Day 5: Substrate Uptake & Utilization in Size-Fractionated Estuarine Microbiomes

🧬 Day 5: Substrate Uptake & Utilization in Size-Fractionated Estuarine Microbiomes

From gene catalogs to carbon currency

Marine environments are heterogeneous, largely due to suspended particles that create metabolically distinct niches compared to free-living waters. While taxonomic partitioning between free-living (FL) and particle-attached (PA) bacteria is well documented, how this separation shapes substrate utilization and carbon flow remains less clear.

In this post, I move beyond taxonomy and into mechanism.

I trace substrate utilization from:

Gene prediction
Functional annotation (CAZymes, ABC transporters, TonB-dependent transporters)
Mapping metagenomes & metatranscriptomes
Functional filtering
Heatmap visualization

This is the functional backbone of size-fractionated microbiome ecology.

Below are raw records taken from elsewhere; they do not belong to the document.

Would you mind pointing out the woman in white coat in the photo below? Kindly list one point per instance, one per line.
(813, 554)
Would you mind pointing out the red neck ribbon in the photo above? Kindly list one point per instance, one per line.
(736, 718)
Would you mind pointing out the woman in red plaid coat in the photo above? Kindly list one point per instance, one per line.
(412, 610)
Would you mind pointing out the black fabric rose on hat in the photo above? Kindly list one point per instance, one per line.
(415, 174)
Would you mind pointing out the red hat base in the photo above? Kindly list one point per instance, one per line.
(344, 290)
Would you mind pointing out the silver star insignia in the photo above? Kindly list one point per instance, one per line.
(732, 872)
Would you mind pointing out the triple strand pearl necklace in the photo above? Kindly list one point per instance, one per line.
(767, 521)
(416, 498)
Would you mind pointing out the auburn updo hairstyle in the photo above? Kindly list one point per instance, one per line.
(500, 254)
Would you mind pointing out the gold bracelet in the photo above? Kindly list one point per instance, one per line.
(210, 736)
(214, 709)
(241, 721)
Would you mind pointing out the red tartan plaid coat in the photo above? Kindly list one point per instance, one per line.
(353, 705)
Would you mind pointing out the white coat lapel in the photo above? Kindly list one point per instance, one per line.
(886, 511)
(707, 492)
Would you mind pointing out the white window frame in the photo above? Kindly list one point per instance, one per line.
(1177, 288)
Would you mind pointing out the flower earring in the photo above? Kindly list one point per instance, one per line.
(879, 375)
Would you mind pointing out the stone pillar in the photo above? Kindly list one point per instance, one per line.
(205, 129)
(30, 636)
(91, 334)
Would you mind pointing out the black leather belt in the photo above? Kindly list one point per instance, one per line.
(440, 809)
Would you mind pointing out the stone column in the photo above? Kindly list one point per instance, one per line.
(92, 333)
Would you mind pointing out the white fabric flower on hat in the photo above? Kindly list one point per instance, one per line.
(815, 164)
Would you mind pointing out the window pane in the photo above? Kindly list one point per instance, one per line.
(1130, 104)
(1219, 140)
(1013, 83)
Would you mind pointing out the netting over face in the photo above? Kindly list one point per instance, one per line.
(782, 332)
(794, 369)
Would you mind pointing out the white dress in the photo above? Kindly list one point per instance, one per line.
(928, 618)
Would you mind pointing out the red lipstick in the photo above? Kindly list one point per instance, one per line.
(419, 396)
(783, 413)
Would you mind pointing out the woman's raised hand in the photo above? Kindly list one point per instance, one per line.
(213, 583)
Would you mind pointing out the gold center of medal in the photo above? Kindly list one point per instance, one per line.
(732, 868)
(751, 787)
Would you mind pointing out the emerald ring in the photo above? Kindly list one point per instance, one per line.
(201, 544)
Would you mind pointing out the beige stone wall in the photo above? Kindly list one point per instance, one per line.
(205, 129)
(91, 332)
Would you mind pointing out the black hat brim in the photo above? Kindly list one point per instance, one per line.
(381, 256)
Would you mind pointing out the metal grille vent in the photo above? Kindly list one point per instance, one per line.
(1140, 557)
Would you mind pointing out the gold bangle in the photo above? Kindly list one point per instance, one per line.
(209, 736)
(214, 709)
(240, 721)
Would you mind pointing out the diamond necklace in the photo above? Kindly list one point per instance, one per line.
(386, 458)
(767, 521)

🔬 Step 1: Build a Concatenated Gene Catalog

After assembling and binning MAGs, genes were predicted using Prodigal:

# Gene prediction
prodigal -i MAG.fasta -a MAG.faa -d MAG.fna -p meta

Please see batch_scripts in 5th Day repo

All predicted genes were then concatenated into a unified reference:

cat *.faa > all_genes.faa
cat *.fna > all_genes.fna

Why concatenate?

● Ensures consistent mapping reference

● Allows competitive read assignment

● Avoids sample-specific gene catalogs

● Simplifies downstream quantification

This unified gene catalog becomes the reference for both metagenomic (MG) and metatranscriptomic (MT) mapping.

Step 2: Dereplicate the concatenated gene catalog with CD-HIT-EST

Before building the Bowtie2 index and mapping reads, I dereplicated the concatenated gene FASTA to remove redundant sequences and create a non-redundant reference. This reduces ambiguous multi-mapping and makes downstream abundance estimates more stable.

Run CD-HIT-EST (example: 90% identity)

module load cd-hit

IN=all_genes_concat.fa
OUT=MG_gene_catalog90

cd-hit-est \
  -i "$IN" \
  -o "$OUT" \
  -c 0.90 \
  -n 8 \
  -aS 0.80 \
  -G 0 \
  -T 24 \
  -M 0 \
  > "${OUT}.cdhit.log" 2>&1

Output files

● MG_gene_catalog90 → dereplicated gene FASTA (use this for indexing/mapping)

● MG_gene_catalog90.clstr → clustering report (which sequences were grouped)

Tip: If you want stricter dereplication (more collapsing), increase -c (e.g., 0.95). If you want to keep more diversity, reduce it slightly (e.g., 0.85–0.90 depending on your goal).

🧪 Step 3: Functional Annotation

This custom annotation was used to create a gff file for mapping gene ids with its corresponding gene name.

🧬 3A. CAZymes (dbCAN)

Carbohydrate-active enzymes were identified using dbCAN:

run_dbcan.py all_genes.faa protein --out_dir dbcan_out

Hits were filtered based on:

● HMMER E-value thresholds

● Alignment coverage

I extracted:

All gene ids and thier gene class including GH (glycoside hydrolases); AA (auxiliary activity enzymes),CBM (carbohydrate-binding modules), etc.

🚪 2B. Transporters

ABC transporters were annotated via:

● KEGG orthology mapping

● TCDB classification

● Custom HMM searches

Focused on:

● 3.A.1.x families

● Sugar and oligosaccharide importers

TonB-Dependent Transporters (TBDTs)

Outer membrane TonB-dependent transporters were identified using HMM searches:

🎯 Step 3: Mapping Reads Back to Genes

Metagenomes and Metatranscriptomes All metagenomes and metatranscriptomes were mapped to a index file which generated using the concatenated fasta using bowtie

module load bowtie2
module load samtools
# Build index from dereplicated gene catalog
bowtie2-build MG_gene_catalog90 MG_gene_catalog90_index
# Example paired-end MG mapping
bowtie2 \
  -x MG_gene_catalog90_index \
  -1 sample_MG_R1.fastq.gz \
  -2 sample_MG_R2.fastq.gz \
  --very-sensitive \
  -p 24 \
| samtools sort -@ 24 -o sample_MG.bam

samtools index sample_MG.bam

# Example paired-end MT mapping
bowtie2 \
  -x MG_gene_catalog90_index \
  -1 sample_MT_R1.fastq.gz \
  -2 sample_MT_R2.fastq.gz \
  --very-sensitive \
  -p 24 \
| samtools sort -@ 24 -o sample_MT.bam

samtools index sample_MT.bam

The resulting BAM files were used to generate gene-level count matrices for downstream functional filtering and heatmap analysis.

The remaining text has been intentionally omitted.